Tourists Ignoring Financial Worries

By: Roger Munns

At a recent press conference, no less a financial expert than the Governor of the Bank of England warned that the 'nice decade' was over and that the British economy was now on a bumpy road while adjusting itself, and noted that personal disposable income would be reduced for the ordinary man and woman in the street.

But that hasn't stopped the British booking their summer holidays - indeed some travel analysts are suggesting that the holidays industry could see a rise of around 8 per cent of the number of trips booked in 2008 compared to 2007.

One British company who have travel sites for ten popular European holiday destinations thinks that for the majority of the population signs of a recession are just that - signs, and many have yet to feel any direct economic impact.

'If there is to be a slow down in the growth of the number of holidays abroad taken by people in the UK it is more likely to be in 2009 than 2008', they suggest.

'Higher unemployment has yet to come, and while fuel prices are higher and food prices have gone up, disposable income hasn't taken a big hit yet.
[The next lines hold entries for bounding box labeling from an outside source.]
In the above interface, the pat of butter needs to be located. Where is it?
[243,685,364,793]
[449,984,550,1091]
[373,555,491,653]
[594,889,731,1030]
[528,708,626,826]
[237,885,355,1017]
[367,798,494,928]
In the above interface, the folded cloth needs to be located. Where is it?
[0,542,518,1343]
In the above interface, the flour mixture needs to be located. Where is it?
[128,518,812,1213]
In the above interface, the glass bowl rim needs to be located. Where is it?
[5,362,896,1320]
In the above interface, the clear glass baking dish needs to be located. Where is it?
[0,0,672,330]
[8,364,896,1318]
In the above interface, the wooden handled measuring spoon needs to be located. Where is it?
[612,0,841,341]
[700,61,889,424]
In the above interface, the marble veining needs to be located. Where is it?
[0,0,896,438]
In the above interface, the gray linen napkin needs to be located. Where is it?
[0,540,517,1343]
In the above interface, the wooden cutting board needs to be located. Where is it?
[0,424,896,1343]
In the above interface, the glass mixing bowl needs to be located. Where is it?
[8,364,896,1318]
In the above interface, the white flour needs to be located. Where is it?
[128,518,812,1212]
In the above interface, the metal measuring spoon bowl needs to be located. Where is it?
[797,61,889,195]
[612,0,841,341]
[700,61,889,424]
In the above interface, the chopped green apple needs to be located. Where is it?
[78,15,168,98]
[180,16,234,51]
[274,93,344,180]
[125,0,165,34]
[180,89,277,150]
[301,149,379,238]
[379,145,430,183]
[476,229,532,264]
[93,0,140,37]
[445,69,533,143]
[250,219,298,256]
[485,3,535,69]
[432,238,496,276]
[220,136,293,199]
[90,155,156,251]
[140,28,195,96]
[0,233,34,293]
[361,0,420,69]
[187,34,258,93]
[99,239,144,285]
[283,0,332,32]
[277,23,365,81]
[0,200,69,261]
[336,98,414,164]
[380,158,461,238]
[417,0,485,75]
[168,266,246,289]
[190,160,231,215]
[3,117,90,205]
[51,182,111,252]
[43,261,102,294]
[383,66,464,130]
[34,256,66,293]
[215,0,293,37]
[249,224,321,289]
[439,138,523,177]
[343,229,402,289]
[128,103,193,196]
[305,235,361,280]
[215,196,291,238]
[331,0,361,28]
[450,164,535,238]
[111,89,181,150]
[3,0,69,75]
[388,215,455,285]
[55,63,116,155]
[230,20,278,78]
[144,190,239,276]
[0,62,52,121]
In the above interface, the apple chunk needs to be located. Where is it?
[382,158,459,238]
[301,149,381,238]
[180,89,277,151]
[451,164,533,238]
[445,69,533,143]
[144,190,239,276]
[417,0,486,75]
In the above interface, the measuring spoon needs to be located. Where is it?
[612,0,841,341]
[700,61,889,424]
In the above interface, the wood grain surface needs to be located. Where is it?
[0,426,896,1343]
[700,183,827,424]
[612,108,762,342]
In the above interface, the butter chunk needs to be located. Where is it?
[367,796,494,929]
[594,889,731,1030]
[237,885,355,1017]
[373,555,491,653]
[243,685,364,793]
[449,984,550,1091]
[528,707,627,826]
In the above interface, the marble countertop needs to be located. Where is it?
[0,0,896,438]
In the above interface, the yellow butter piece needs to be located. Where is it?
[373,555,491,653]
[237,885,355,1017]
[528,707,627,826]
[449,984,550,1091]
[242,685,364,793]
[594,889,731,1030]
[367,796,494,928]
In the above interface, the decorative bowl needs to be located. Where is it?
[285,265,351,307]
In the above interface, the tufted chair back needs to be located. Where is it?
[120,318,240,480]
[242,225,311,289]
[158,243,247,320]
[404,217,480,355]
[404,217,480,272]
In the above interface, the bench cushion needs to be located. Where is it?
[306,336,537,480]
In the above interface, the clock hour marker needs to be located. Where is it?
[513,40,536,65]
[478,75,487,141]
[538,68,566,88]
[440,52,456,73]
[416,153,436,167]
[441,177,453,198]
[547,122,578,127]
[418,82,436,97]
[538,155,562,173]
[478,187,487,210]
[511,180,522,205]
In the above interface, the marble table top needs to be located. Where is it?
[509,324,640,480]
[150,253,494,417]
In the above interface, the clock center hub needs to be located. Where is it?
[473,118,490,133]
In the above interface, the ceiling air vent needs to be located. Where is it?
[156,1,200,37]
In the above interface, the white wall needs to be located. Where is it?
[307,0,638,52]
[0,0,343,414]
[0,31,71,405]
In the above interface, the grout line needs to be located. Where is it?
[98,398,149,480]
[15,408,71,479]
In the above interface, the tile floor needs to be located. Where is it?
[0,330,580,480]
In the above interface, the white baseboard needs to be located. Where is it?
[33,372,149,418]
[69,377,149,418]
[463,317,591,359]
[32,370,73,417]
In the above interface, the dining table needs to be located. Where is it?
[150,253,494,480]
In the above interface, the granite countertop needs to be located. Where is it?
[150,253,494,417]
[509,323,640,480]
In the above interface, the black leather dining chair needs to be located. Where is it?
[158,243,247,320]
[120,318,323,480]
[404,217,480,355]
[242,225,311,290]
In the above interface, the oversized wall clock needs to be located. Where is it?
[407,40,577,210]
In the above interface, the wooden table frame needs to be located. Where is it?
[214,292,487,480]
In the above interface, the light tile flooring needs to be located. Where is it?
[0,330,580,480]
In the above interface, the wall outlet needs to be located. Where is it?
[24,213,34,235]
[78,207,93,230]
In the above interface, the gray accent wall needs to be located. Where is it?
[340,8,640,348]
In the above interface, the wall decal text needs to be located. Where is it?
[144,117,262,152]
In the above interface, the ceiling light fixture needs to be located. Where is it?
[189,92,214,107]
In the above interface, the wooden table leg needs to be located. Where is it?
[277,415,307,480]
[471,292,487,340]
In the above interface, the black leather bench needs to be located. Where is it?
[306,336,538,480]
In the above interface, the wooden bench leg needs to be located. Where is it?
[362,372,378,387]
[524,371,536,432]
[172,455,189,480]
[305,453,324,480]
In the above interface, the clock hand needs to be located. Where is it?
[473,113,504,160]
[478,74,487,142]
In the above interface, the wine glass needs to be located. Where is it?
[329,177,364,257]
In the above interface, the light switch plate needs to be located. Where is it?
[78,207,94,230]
Many people booked their holidays in December or January, and they're not likely to cancel their summer holidays now. The real test will be this December and January to see if people have the confidence to book a holiday six months in advance as they often have in the past. That's when we think the travel industry will see a drop in bookings compared to twelve months before.'

And while holiday bookings for this year have held up remarkably well, there is a shift in where people are heading, thanks mainly to the British currency doing poorly against the Euro.

Turkey is proving to be very popular this year as their currency isn't particularly strong against the British pound, and it could even outstrip Majorca for popularity this summer.

Some Spanish island's rely heavily on British tourism, and Majorca's sister island of Menorca will feel the pinch if the number of holidays taken by the British this year or next is in decline.

Menorca is the second largest of Spain's three Balearic Islands, Majorca the biggest, Ibiza the smallest.

Typical of a Menorca holiday resort is Santo Tomas, a convenient 20 minutes from the island's Mahon Airport, which sees a host of flights to Menorca from the UK and Germany during the summer holidays.

The beach area in Santo Thomas offers popular busier stretches and quaint hideaways. At two miles long and reaching as far as another popular resort, Son Bou, it's never overcrowded and offers protection with its surrounding sand dunes. The beach, patrolled for safety, is long and narrow. It offers an excellent swimming habitat, fine sand and warm surf. Scenic countryside and woods provide a backdrop to the sand and the Mediterranean waters.

It's quiteness might be part of its appeal, but Santo Tomas will be hoping along with Menorca's other holiday resorts and airlines who do flights to Menorca that it doesn't become too quiet as the economic downturn starts to bite!